6. Das Patriarchat wird metonymisch in fast allen Sprachen gestützt von Grammatik und Semantik.  Wo „Mann“ und „Mensch“ metonymische Synonyme sind (im Englischen “Man“, im Französischen „L`homme“, im Althochdeutschen „mennisc“), ist das Patriarchat unerschütterlich fest gefügt.  

7. Politik: Im Krieg wird schon mal  gedanklich eine Grenze verschoben. Wenn ein ranghoher Politiker den dümmlichen Satz von sich gibt „Deutschlands Sicherheit wird auch am Hindukusch verteidigt“, wendet er eine Metonymie an. Friedenszeiten bieten keine Sicherung gegen Dummheit: Wenn das geschichtslose Dummchen vom „Reichstag“ spricht, meint es entweder das Gebäude oder die Bundestagssitzung.

8. Migration:  Wenn Flüchtlinge abgewehrt werden sollen, greift die Metonymie die bösen Schlepper an. Oder die schlimmen Verhältnisse im Lande der Geflüchteten, die zu verbessern der beflissene Flüchtlingsfeind Gott und der Zukunft überlässt.

9. Der Klimawandel wird vom  Metonymiker zu einer seit Jahrhunderten dauernden   Wetteränderung umgedeutet und damit zur unveränderlichen Gegebenheit.

10. Die Geschichte des Kapitalismus ist eine Geschichte seiner Umbenennungen im metonymischen Sinne. Heute ist Kapitalismus dermaßen diskreditiert, dass er nur noch bei seinen direkten Nutznießern offen gezeigte Sympathien findet.
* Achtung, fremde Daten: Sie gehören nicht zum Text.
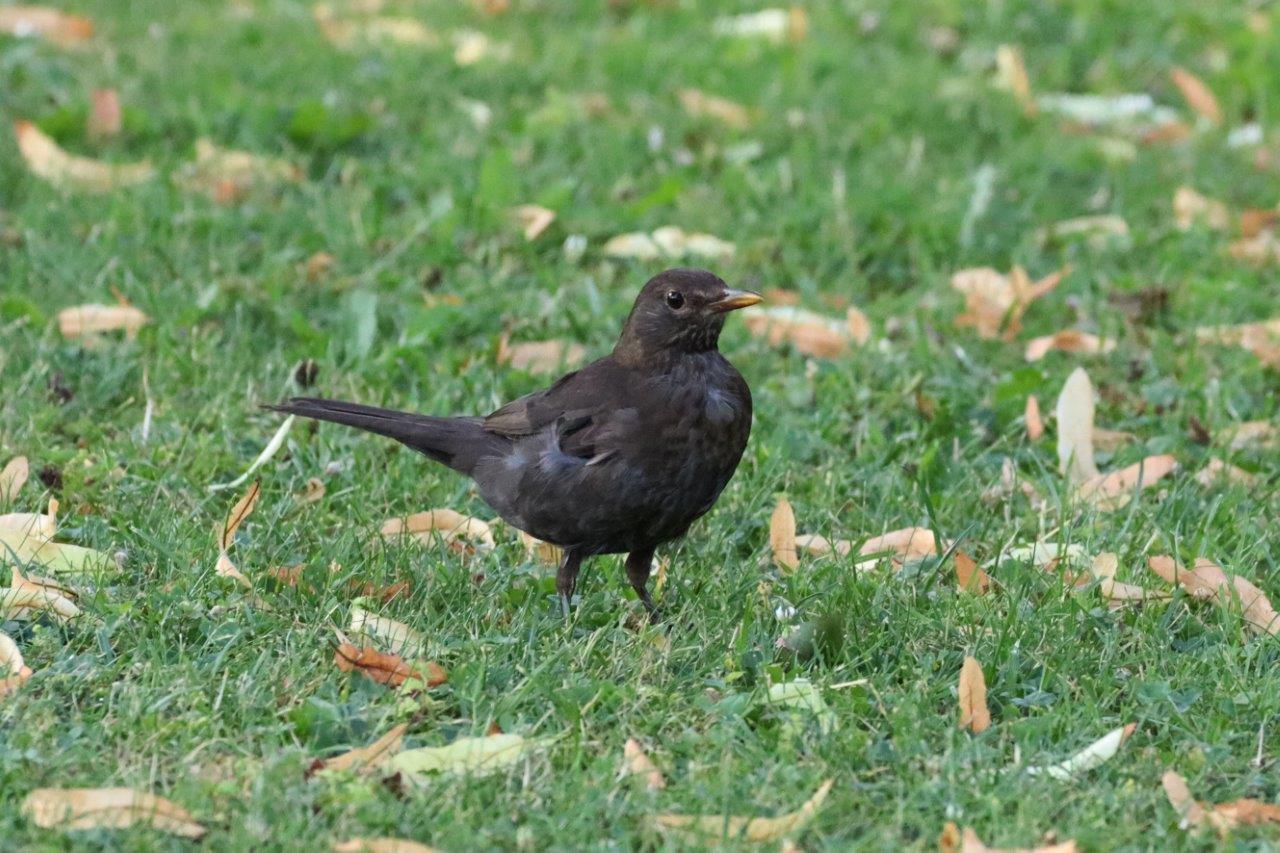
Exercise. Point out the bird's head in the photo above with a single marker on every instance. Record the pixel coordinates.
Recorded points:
(677, 311)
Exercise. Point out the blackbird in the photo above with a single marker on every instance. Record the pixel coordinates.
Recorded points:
(616, 457)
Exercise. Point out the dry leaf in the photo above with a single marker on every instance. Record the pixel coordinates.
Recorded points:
(1104, 489)
(639, 765)
(809, 333)
(461, 533)
(995, 302)
(782, 536)
(1191, 208)
(55, 26)
(1217, 471)
(908, 543)
(954, 840)
(1197, 95)
(699, 104)
(1208, 582)
(1260, 338)
(540, 356)
(104, 117)
(973, 697)
(1033, 420)
(1068, 341)
(365, 760)
(1074, 414)
(758, 830)
(73, 172)
(1092, 756)
(380, 845)
(385, 669)
(83, 320)
(969, 575)
(81, 808)
(13, 478)
(227, 174)
(1221, 816)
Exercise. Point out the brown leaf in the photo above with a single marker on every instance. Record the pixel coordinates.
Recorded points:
(758, 830)
(69, 170)
(58, 27)
(1207, 582)
(1068, 341)
(809, 333)
(384, 667)
(782, 536)
(365, 760)
(1197, 95)
(639, 765)
(699, 104)
(969, 575)
(1033, 420)
(540, 356)
(78, 808)
(83, 320)
(973, 697)
(13, 478)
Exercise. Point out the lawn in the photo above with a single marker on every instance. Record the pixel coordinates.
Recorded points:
(876, 156)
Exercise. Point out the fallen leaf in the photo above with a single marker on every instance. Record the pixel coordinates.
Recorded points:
(458, 532)
(969, 575)
(1092, 756)
(974, 715)
(1260, 338)
(1033, 420)
(81, 808)
(699, 104)
(813, 334)
(954, 840)
(55, 26)
(83, 320)
(758, 830)
(995, 302)
(380, 845)
(1068, 341)
(1074, 414)
(1221, 816)
(639, 765)
(365, 760)
(228, 176)
(1104, 489)
(533, 220)
(72, 172)
(1191, 208)
(1197, 95)
(469, 756)
(1208, 582)
(540, 356)
(782, 536)
(13, 478)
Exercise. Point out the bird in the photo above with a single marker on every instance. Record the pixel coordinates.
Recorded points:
(620, 456)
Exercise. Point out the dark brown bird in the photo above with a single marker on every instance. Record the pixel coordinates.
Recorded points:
(620, 456)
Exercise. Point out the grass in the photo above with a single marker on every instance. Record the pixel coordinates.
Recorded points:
(172, 682)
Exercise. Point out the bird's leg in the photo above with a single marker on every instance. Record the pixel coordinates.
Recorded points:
(566, 578)
(639, 564)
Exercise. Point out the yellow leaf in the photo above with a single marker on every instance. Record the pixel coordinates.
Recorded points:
(80, 808)
(72, 172)
(758, 830)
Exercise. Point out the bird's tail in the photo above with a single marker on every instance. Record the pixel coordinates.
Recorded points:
(457, 442)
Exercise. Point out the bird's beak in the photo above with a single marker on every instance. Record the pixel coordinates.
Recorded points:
(732, 300)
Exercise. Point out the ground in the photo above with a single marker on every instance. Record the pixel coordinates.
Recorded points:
(851, 182)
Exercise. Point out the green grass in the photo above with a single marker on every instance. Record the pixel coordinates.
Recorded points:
(172, 682)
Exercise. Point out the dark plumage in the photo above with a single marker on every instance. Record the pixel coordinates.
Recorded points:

Da helfen die Umbenennungen, meist metonymische Propaganda, wie als Pars pro toto „Marktwirtschaft“ (per se sozial,) die durch die fast göttliche „unsichtbaren Hand“(als Metapher) ihre Wirkung entfaltet und guten Eindruck macht.  Ebenso guten Eindruck macht das Totum pro parte „Wirtschaft“ für Kapitalismus, da es zu Wirtschaft keine Alternative gibt.  Die Bibel des Kapitalismus von Adam Smith enthält das Wort „Reichtum“ im Titel.   („An Inquiry into the Nature and Causes of the Wealth of Nations.“ 1776) Für ein „Wealth of Nations“ genügen 7%  des Reichtums bei dem richtigen  Personal von Besitzenden für 100 % des Gesamtwohls. Das reicht den Dummen, wie das ebenso gern missverstandene Wort „Natur“:  Was als Naturgegebenheit auftritt, wird  unkritisierbar und alternativlos wie ein Vulkanausbruch.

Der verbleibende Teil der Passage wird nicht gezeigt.